Passages
Published 10:25 pm Thursday, January 15, 2009
Calisher won literary prize four times
NEW YORK — Hortense Calisher, a prize-winning writer and former president of PEN known for her dense, un-skimmable prose in such works of fiction as “False Entry” and “In Greenwich There Are Many Gravelled Walks,” has died. She was 97.
Calisher, the author of more than 20 books, was a three-time nominee for the National Book Award and a four-time winner of the O. Henry Prize for the short story. Several works, notably “In Greenwich …,” have been anthologized.

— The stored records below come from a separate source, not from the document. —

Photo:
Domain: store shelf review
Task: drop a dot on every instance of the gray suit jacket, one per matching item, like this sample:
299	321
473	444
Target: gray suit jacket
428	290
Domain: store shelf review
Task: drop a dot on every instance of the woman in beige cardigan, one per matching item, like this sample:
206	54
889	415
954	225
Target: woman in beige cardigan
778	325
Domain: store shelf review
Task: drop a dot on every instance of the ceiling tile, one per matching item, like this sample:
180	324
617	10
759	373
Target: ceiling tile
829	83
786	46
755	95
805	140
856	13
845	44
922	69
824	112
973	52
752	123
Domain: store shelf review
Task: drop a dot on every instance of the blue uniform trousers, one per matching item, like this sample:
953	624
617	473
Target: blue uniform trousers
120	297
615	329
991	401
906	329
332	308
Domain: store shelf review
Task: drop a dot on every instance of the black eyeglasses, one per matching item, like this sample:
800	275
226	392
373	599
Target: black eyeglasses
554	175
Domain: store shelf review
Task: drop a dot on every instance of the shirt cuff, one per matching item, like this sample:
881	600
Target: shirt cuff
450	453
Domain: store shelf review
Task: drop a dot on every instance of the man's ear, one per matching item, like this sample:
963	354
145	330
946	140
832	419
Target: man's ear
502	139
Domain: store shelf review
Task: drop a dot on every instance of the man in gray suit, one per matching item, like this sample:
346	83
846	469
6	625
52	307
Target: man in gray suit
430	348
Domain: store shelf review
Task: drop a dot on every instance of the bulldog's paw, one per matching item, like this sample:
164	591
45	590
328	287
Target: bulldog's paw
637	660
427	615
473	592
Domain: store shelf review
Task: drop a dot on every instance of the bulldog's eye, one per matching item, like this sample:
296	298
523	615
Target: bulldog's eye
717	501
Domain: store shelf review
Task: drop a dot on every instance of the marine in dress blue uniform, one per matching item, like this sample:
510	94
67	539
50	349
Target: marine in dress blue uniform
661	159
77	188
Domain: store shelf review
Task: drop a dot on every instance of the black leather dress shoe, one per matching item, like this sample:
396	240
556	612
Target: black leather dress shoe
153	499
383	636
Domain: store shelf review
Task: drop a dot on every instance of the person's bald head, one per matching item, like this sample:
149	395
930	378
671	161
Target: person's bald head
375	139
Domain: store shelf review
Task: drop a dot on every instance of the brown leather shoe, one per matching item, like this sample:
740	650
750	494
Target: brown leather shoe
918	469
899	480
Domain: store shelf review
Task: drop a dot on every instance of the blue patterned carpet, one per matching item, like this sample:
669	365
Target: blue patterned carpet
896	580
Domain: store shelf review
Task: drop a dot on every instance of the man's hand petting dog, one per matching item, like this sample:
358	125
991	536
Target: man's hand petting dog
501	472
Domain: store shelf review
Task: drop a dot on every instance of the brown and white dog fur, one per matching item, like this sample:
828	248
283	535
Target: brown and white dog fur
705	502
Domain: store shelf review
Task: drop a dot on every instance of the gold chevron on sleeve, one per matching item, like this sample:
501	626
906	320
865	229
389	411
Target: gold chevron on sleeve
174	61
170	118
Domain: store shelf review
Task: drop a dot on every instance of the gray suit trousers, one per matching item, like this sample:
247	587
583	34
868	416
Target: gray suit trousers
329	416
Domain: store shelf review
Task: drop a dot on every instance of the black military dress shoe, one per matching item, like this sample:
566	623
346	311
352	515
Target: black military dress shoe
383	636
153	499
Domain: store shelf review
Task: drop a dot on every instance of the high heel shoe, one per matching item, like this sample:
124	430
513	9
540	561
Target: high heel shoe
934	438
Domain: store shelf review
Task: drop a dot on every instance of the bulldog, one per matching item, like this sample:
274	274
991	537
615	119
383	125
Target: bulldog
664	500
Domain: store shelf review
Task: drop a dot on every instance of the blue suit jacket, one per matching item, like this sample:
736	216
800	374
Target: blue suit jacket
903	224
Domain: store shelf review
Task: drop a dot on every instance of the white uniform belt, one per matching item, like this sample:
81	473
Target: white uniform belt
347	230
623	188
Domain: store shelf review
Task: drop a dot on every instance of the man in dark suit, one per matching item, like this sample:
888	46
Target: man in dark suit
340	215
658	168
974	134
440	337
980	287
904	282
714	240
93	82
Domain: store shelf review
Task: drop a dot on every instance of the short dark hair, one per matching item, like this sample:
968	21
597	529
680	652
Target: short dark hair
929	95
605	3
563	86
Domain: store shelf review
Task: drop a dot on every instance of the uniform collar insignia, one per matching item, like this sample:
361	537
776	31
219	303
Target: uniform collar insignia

Calisher is survived by her husband, author Curtis Harnack, to whom she was married for 50 years, and a son from a previous marriage, Peter Heffelfinger of Anacortes.
Jean Keene was Homer’s ‘Eagle Lady’
JUNEAU, Alaska — Jean Keene, a woman known as the “Eagle Lady” who gained national acclaim for feeding the hundreds of eagles at her home in the winter, has died. She was 85.
Her son, Lonnie, said she died Tuesday in Homer of natural causes. Lonnie Keene said his mother suffered from breast cancer, heart troubles and lung problems.
Keene was a fixture in Homer, an Alaska fishing community 130 miles southeast of Anchorage, where she fed fish discards from a local seafood plant to the eagles.
The eagles’ wintertime arrival and the woman feeding them attracted photographers to Homer from around the country.